Programmstart & Installation

Was der PCMark 8 angedeutet hat, setzt sich bei den ersten Messungen im praktischen Einsatz unter Windows fort. Beim Programmstart und der Installation bildet die Patriot-SSD das Schlusslicht der Rangliste. Ist sie beim Starten des Bildbearbeitungsprogramms nur sechs Prozent langsamer als die Spitze, sind es bei der Installation von OpenOffice bereits zwölf Prozent.

Entpacken & Kopieren

Auch das Entpacken mit parallelem Lese- und Schreibzugriff liegt der Patriot Ignite nicht besonders gut.

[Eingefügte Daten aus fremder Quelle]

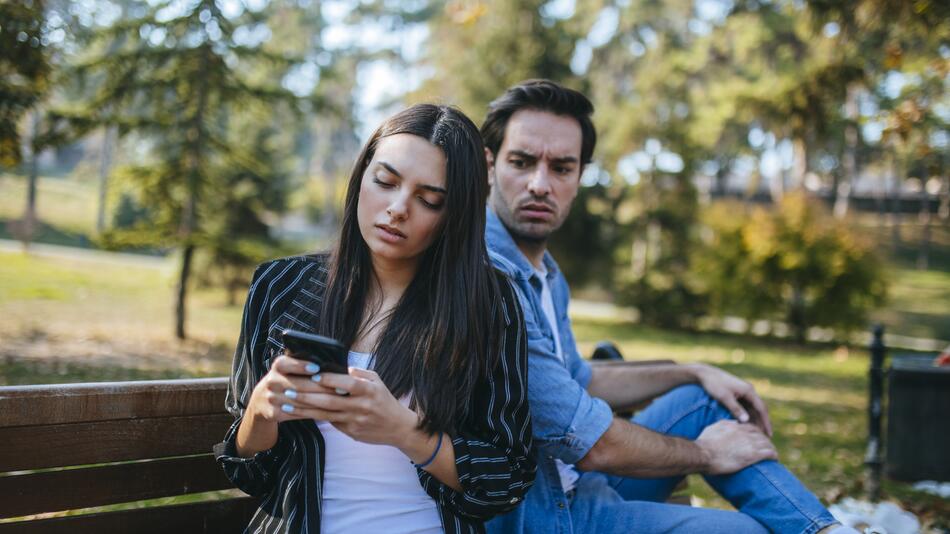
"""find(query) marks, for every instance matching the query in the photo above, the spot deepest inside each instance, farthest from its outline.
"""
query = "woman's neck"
(393, 277)
(390, 282)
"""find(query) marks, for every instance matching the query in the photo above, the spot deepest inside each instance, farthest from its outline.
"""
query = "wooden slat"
(230, 515)
(76, 403)
(54, 491)
(40, 447)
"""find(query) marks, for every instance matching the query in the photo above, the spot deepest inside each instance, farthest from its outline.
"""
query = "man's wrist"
(704, 456)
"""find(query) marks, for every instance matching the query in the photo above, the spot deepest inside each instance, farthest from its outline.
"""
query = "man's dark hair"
(540, 95)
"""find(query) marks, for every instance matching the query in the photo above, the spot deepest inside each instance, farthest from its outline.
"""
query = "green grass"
(817, 398)
(68, 320)
(66, 205)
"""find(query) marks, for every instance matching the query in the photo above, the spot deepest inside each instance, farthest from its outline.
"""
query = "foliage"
(794, 259)
(488, 45)
(179, 76)
(24, 70)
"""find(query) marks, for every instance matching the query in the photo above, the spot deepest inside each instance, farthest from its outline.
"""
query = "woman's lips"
(390, 234)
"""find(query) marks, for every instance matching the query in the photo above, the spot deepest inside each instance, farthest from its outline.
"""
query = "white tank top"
(372, 488)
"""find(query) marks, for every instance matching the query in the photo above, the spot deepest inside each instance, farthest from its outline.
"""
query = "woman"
(429, 431)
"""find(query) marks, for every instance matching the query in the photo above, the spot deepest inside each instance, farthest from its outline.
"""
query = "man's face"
(535, 176)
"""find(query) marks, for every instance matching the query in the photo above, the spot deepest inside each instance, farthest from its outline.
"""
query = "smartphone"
(328, 353)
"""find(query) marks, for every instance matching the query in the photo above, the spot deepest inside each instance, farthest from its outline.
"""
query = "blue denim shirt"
(567, 421)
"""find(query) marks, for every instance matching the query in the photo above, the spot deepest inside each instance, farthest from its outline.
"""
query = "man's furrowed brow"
(522, 154)
(565, 159)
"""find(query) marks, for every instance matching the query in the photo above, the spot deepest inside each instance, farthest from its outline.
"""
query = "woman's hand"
(275, 399)
(362, 407)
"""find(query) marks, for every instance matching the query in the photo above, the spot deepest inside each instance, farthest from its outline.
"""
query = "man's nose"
(540, 183)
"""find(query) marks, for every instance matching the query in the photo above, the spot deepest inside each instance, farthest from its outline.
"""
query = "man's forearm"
(631, 450)
(622, 386)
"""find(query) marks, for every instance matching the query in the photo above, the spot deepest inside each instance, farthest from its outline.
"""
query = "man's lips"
(536, 210)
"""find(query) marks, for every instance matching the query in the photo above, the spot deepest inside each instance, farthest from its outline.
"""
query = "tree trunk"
(800, 163)
(849, 159)
(895, 203)
(923, 251)
(182, 293)
(27, 227)
(105, 165)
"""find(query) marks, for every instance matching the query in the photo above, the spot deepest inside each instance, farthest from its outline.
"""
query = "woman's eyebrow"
(390, 168)
(433, 188)
(427, 187)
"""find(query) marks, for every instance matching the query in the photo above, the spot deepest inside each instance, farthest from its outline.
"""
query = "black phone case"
(326, 352)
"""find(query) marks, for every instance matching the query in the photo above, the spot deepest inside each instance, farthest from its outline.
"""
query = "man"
(598, 473)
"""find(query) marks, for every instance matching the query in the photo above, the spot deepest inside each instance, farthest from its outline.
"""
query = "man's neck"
(533, 250)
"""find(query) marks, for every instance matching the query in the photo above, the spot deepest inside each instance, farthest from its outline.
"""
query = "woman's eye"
(430, 205)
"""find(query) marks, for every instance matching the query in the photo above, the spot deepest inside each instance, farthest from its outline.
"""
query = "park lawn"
(76, 319)
(66, 204)
(101, 319)
(817, 399)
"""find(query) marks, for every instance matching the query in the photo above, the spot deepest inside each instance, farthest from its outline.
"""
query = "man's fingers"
(760, 412)
(736, 409)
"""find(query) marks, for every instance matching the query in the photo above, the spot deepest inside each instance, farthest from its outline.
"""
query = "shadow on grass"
(22, 372)
(48, 234)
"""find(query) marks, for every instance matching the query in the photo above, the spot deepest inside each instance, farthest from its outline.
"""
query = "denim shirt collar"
(515, 264)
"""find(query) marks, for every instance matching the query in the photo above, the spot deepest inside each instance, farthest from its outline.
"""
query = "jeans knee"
(690, 393)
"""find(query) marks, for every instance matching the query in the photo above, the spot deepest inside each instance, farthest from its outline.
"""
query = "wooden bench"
(75, 446)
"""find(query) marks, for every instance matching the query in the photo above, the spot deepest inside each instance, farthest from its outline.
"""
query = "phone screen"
(326, 352)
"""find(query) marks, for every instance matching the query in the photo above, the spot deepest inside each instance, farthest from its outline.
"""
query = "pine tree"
(176, 76)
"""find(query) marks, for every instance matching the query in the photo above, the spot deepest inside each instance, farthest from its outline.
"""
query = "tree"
(24, 80)
(24, 71)
(178, 76)
(795, 259)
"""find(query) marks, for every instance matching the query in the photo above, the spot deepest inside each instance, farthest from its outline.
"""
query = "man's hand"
(737, 395)
(730, 446)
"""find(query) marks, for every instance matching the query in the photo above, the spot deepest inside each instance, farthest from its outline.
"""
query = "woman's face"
(402, 198)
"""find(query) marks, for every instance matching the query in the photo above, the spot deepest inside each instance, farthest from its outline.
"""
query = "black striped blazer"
(493, 453)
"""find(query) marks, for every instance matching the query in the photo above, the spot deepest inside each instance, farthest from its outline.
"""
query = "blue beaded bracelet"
(434, 454)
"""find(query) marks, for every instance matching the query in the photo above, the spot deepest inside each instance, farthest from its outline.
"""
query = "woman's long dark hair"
(443, 334)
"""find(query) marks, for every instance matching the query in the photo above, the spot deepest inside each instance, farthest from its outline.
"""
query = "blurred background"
(770, 179)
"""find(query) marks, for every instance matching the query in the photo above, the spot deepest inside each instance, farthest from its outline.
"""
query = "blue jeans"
(767, 496)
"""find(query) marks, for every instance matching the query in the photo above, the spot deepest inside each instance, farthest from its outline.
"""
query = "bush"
(792, 259)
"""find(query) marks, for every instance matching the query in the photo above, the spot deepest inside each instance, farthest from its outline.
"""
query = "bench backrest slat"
(39, 447)
(230, 515)
(78, 403)
(53, 491)
(155, 436)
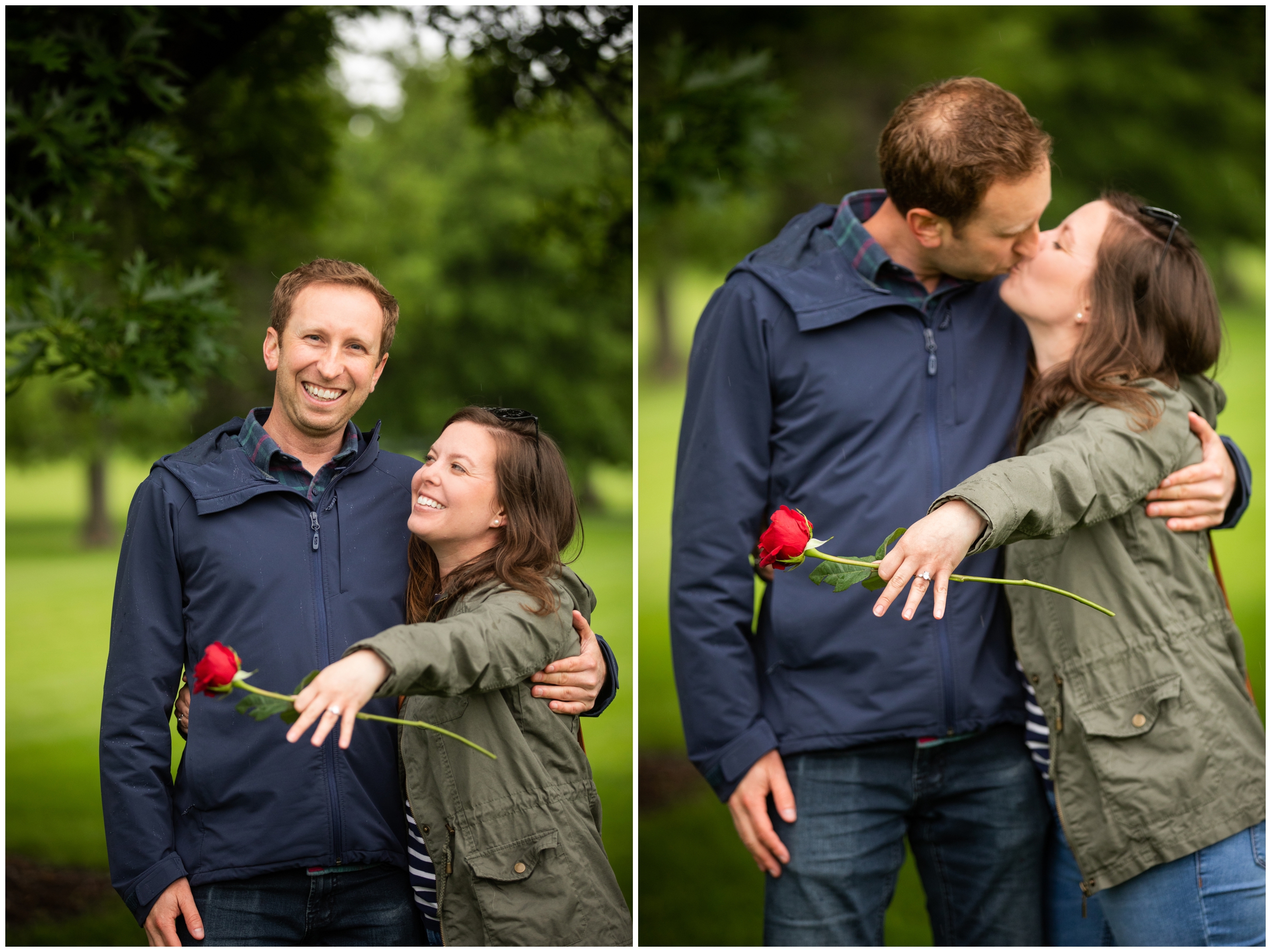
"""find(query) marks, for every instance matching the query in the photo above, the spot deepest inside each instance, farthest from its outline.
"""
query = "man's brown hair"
(328, 271)
(948, 141)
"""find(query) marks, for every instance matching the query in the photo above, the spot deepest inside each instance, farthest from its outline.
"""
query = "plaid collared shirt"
(869, 257)
(271, 461)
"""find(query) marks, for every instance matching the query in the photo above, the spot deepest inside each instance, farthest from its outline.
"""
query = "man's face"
(1002, 233)
(327, 359)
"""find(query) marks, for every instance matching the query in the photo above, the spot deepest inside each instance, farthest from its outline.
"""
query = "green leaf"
(840, 576)
(264, 708)
(889, 541)
(874, 582)
(304, 684)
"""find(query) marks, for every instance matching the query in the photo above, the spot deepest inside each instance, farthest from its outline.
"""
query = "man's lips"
(322, 394)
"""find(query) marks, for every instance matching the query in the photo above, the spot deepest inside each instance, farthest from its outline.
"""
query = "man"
(285, 537)
(855, 369)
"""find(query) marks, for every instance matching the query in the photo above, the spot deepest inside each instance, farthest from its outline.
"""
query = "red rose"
(215, 669)
(785, 540)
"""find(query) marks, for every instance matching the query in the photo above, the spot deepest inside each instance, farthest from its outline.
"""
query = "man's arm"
(141, 675)
(1208, 495)
(721, 501)
(721, 497)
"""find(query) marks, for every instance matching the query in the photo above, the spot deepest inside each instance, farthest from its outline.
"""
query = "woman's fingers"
(942, 590)
(895, 585)
(916, 595)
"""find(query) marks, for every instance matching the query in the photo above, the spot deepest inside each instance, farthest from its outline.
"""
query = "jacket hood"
(219, 474)
(1206, 396)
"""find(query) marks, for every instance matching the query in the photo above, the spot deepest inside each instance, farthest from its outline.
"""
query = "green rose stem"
(863, 563)
(246, 687)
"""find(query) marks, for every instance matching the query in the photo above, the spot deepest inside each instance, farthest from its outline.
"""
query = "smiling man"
(285, 537)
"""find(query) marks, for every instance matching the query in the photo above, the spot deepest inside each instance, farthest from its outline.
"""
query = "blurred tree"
(706, 134)
(183, 130)
(532, 59)
(1165, 101)
(501, 247)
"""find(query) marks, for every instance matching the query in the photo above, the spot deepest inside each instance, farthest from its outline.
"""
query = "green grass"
(694, 840)
(58, 618)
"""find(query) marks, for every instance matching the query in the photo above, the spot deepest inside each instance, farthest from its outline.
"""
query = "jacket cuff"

Der Abstand zur schnellen 850 Evo 1 TB mit SLC-Cache und 3D-NAND beträgt ganze 40 Prozent. „Nur“ 30 Prozent langsamer ist sie beim Kopieren.

Leistungsaufnahme

Weder besonders hoch noch besonders sparsam zeigt sich die Patriot Ignite SSD im Leerlaufbetrieb. Wird das AHCI-Link-Power-Management aktiviert, sinkt die Leistungsaufnahme nur geringfügig von 432 auf 316 Milliwatt. Viele SSDs können mit LPM hingegen den Energiebedarf auf ein Zehntel senken und benötigen dann weniger als 100 Milliwatt.

Dass die Patriot-SSD generell kein Kostverächter ist, was Strom angeht, zeigt sich im aktiven Betrieb: 5,6 Watt beim sequenziellen Schreiben sind mit Abstand der höchste Wert unter allen getesteten SSDs. Mit der hohen Leistungsaufnahme geht allerdings auch eine hohe Schreibleistung einher, wie die Benchmarks zuvor zeigten.